What Predicts the Best Data Science Salaries?
Using the job search aggregator Seek.com, I scrapped over 1,000 data jobs from Melbourne and Sydney. The resulting datasets were combined, cleaned and stored in a pandas DataFrame, which I used to identify what features are the best predictor of salary, and classify data science jobs.
Please click for the here for the full notebook.

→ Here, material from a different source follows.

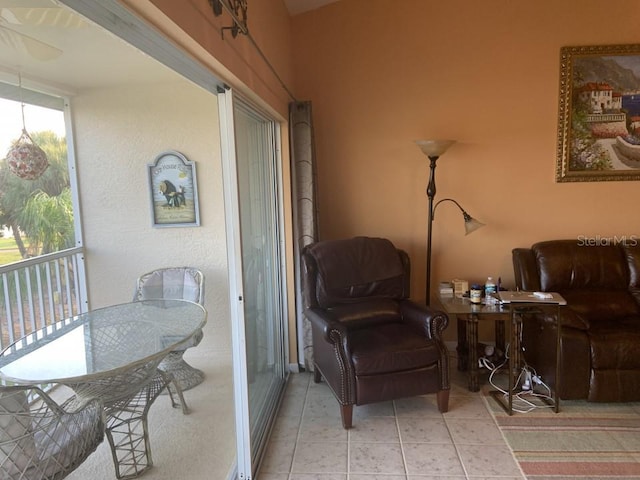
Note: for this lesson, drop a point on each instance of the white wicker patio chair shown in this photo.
(183, 283)
(40, 439)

Classifying data science jobs involved using Sklearns term-frequency-inverse-document-frequency (TFIDF) vectorizer to turn each word from the job posting text into a feature. I then used Sklearn’s Bagging Classifier with the Gradient Boosting Classifier, and was able to correctly classify data science jobs 88% of the time, and used a random forest model to identify the best and worse predicting words.
| best | worst |
|---|---|
| data | senior |
| business analyst | company |
| analytics | stakeholders |
| business | clients |
| machine | projects |
| delivery | analytical |
| analyst | role |
| learning | industry |
| process | highly |
| research | organisation |
Predicting data science salaries was a little less straight forward. While preforming EDA I noticed that senior level jobs in Melbourne are more positively skewed than in Sydney.

Taking this into consideration, I decided to use location (Sydney and Melbourne), seniority level, a length of the job description, and a tfidf vectorization of the description text as my features. This time I z-scored the non-tfidf features, and was able to explain 0.71% of the variance in job salary using Bagging Regression with Gradient Boosting Regression.